Ich will im Folgenden auf die Rolle des Ressentiments und seine Bedeutung für Nietzsches Genealogie der Moral zu sprechen kommen.

Für Nietzsche steht am Anfang der Umwertung der Werte, das Ressentiment. Mit diesem Terminus bezeichnet er einen geheimen Groll gegen alles, was der eigenen Existenz unzuträglich zu sein scheint. Dies wird im Folgenden dazu benützt die aktuellen Werte umzuwerten und sich so selbst einen Vorteil zu verschaffen. So sei auch das Christentum aus dem Geiste des Ressentiments geboren. Hier erfolgte nämlich eine Umwertung der aristokratischen Ideale von unterprivilegierten Bevölkerungsschichten. Das arme und, wie Nietzsche es nennt, minderwertige, sei nun zu einer Tugend geworden.

Zu Beachten ist, das das Ressentiment immer reaktiv agiert. Dies bedeute jedoch nicht, dass die Ressentiments Reaktion nicht genauso kreativ und schöpferisch arbeite.

Das Ressentiment stellt sowohl Selbstbetrug als auch kalte Berechnung zugleich dar.

Der Selbstbetrug äußert sich in dem Unvermögen des Einzelnen hart gegen sich selbst zu sein und sich seine Unterlegenheit oder „Schlechtigkeit“ einzugestehen. Nietzsche führt dies auf eine Art narzisstische Persönlichkeitsstörung der Menschheit zurück.
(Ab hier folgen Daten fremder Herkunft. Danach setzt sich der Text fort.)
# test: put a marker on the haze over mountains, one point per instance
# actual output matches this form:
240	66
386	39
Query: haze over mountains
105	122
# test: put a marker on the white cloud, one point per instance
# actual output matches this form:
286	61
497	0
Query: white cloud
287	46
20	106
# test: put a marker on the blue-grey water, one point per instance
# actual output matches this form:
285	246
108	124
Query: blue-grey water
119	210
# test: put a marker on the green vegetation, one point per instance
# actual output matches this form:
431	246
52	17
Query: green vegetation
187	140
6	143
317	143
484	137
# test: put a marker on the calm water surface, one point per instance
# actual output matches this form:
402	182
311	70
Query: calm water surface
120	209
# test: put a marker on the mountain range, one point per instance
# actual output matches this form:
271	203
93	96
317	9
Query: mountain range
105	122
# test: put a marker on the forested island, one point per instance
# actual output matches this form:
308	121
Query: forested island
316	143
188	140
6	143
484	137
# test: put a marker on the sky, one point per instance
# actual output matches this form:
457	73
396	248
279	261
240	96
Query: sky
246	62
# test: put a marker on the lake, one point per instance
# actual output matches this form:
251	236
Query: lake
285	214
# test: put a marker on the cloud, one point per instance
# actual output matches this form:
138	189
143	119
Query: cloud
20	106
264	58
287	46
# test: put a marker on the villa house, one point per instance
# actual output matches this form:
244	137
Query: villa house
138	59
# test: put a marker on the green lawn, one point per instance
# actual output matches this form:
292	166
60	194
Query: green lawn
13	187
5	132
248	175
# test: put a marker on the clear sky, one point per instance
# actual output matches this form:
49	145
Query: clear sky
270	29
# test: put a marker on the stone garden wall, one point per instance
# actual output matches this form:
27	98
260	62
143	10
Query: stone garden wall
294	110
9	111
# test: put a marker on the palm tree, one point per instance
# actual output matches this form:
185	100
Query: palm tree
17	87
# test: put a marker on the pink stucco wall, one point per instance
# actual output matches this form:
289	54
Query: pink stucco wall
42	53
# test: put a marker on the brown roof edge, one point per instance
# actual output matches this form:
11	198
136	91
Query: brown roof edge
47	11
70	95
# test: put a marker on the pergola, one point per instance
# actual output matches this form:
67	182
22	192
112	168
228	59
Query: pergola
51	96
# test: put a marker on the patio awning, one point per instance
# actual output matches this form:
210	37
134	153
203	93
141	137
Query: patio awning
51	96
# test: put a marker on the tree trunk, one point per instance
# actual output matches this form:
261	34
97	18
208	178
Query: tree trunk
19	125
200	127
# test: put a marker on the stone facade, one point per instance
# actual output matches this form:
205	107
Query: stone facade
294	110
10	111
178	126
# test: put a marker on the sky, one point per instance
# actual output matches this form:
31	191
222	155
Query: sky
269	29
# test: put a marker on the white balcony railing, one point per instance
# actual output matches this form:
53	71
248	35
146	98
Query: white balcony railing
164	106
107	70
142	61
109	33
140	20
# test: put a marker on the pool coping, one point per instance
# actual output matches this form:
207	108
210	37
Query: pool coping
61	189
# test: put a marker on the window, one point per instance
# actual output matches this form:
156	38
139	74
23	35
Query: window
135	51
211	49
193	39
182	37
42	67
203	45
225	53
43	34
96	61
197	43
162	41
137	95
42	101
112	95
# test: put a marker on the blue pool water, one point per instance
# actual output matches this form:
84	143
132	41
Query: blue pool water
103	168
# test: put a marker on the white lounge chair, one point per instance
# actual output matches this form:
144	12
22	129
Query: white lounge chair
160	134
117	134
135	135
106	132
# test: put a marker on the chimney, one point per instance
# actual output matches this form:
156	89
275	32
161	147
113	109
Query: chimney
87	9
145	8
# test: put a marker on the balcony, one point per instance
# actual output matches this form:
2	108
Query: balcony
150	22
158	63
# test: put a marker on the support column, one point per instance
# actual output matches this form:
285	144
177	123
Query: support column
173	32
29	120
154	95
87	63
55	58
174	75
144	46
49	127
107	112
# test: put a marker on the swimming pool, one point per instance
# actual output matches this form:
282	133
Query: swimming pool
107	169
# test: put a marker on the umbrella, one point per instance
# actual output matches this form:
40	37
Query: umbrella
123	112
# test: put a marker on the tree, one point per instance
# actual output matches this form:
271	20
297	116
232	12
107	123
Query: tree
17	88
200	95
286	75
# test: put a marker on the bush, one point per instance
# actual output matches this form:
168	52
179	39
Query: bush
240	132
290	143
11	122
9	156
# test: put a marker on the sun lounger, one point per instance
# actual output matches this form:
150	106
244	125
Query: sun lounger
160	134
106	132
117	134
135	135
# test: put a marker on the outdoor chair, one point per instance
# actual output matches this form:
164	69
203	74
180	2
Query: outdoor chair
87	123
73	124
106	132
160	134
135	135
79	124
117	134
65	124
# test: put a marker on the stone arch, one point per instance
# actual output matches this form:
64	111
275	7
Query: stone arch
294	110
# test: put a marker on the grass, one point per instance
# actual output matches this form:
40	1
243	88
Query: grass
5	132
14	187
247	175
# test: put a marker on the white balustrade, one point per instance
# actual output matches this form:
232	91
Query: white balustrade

Das Ressentiment ist für ihn aber gleichzeitig ein Ausdruck kalter Berechnung der Sklaven, die sich dieses starken Machtmittels bedient. Dies versteht Nitzsche und dem „Willen zur Macht“. So wird bei einem erfolgreichen Sklavenaufstand die alte Sklavenmoral zur neuen Herrenmoral.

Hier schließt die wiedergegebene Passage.